The girl whose broad smile reached her twinkling eyes had round rosy cheeks like a painted doll and unruly chestnut curls dancing under the brim of her bonnet in the breeze. Dressed in a plum, velvet pelisse which looked rather worn in places, but suited her dark colouring so well, it was cheered up by a smart, cream, Kashmir shawl with details in crimson and cobalt. Like that of her companion who caught us up, her clothes were neat but clearly not as new as mine. Just as I was struggling to find the words to speak, her expression swiftly altered, the fine arched brows above her lively eyes knitting anxiously together, as her face loomed in and out of focus.
‘Cassy,’ she called to her companion, ‘Miss Elliot is unwell. Help me!’
At that precise moment, I felt the world sway. A wave of nausea rippled through me as the ground seemed to be trying its hardest to meet the sky.
‘Quickly, Jane! Let us support her between us.’ Cassy acted swiftly, taking an arm and bearing the weight, as my legs buckled. Jane took the other side and the girls managed to lead me to the nearest bench.
As if time was moving, one moment I could see the gardens I’d left behind, and the next all was changed. Shifting in layers, the past and the present overlapped for a moment and I was left, feeling queasy, unable to focus on anything. Gulping back deep breaths of air, the feeling that I might be slipping back to my own time gradually disappeared. Jane and Cassy were talking to me, but their muffled voices were sounding far off like echoes coming from a long tunnel.
‘Oh, Miss Elliot, you’ve come back to us.’ Cassy said, as she waved smelling salts under my nose. ‘You’ve quite given the Miss Austens the fright of their lives.’
‘We thought we’d lost you,’ Jane added, ‘I’m so glad you’re still here.’
I was feeling so wretched that at first, the enormity of what I was experiencing didn’t sink in.

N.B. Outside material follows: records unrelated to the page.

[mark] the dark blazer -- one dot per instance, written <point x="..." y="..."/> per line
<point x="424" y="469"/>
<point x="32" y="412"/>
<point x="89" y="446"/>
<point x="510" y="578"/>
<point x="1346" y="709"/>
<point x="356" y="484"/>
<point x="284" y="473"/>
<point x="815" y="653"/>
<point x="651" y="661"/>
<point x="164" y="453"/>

An incredulous idea about the identity of the girl formed in my mind, as I recognized that she was one of the world’s greatest writers, a novelist of such genius that her books are still being read and loved two hundred years after her death. Even then, when the thought slowly surfaced and registered that Miss Jane Austen herself was talking to me, I couldn’t really equate that iconic figure with the slim, finely featured girl that took my hand between both of her own. I’d only ever seen one small portrait of Jane, which showed her as unsmiling, a rather stern looking spinster in a mobcap. Yet, the girl at my side seemed just like me. I saw a young woman whose love of life sparkled in her eyes and danced at the corners of her mouth.